UPDATE: Inpex Gets Environmental Nod For Australia LNG Project
June 27 2011 - 11:03PM
Dow Jones News
Australia on Tuesday conditionally approved construction of
Inpex Corp.'s (1605.TO) multibillion dollar Ichthys gas export
joint venture, moving it closer to providing Japan with alternative
fuels in the wake of its nuclear power crisis.
Inpex and minority joint venture partner Total SA (TOT) this
month agreed to sell gas from the Ichthys field, located off
Australia's northwestern coast, to companies in Japan and Taiwan,
and said they are close to finalizing agreements with another five
Japanese utilities.
Apart from crippling Japan's Fukushima Daiichi nuclear facility
and shutting down several more there, the country's devastating
March 11 earthquake and tsunami has tainted nuclear power's
worldwide appeal.
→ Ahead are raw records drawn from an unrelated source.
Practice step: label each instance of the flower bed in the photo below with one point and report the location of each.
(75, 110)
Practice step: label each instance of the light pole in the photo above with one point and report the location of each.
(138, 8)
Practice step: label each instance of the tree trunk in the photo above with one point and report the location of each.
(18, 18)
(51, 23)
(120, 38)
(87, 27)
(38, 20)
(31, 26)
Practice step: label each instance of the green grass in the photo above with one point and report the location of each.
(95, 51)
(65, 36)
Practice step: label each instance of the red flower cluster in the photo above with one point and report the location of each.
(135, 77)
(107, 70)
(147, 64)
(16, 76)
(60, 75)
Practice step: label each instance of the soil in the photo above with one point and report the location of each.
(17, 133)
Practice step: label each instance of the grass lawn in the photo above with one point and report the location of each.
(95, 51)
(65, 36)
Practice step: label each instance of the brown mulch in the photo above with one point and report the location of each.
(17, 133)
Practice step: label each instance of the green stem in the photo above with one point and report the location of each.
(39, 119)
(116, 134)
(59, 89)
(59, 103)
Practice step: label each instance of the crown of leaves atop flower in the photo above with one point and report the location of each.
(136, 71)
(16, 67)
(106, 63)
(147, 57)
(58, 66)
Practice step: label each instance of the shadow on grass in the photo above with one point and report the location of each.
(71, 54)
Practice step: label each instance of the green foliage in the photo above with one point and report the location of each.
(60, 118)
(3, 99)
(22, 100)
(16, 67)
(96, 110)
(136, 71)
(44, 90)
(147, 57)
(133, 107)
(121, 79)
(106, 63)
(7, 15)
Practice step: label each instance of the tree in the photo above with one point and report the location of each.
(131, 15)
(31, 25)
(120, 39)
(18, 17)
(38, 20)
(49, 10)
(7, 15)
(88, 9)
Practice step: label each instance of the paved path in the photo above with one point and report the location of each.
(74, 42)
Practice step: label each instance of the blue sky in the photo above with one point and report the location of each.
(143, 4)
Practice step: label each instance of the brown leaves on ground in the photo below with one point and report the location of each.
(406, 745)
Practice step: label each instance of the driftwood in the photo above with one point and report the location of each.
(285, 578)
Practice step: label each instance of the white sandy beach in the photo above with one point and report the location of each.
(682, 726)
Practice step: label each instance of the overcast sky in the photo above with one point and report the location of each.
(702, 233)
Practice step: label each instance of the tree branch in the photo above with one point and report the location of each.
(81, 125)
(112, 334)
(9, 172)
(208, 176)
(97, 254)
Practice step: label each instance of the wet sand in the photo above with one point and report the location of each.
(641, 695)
Germany last month said it would close all of its
reactors and other countries have suspended plans for new reactor
construction pending safety reviews.
Liquefied natural gas, or LNG, which is natural gas supercooled
to liquid form and exported around the world on tankers, is less
emissions-intensive than other fossil fuels, including coal. It is
also cheaper to produce and more reliable than renewable energy
such as solar power.
Interest is particularly strong among Asian nations such as
Japan and South Korea, whose domestic fossil fuel supplies are low,
and China and India, where rapidly developing economies are
creating a growing need for clean fuel.
Australia's vast gas reserves, stable political environment and
proximity to Asia have attracted billions of dollars of investment
from international energy companies including Chevron Corp. (XOM)
and Royal Dutch Shell PLC (RDSB.LN). Close to a dozen terminals are
slated for Australia's coastline, potentially placing it above
Qatar as the world's biggest LNG exporter by the end of the
decade.
Inpex and Total have been targeting a late-2011 sign-off for
construction of an export terminal in Darwin capable of producing
8.4 million metric tons of LNG each year, with the first cargo
slated to be shipped from late 2016.
In 2008, Inpex estimated that Ichthys would cost US$20 billion
to build, but this is likely to be revised higher when the company
sanctions its construction later this year.
Like its rivals, Ichthys faces development risks.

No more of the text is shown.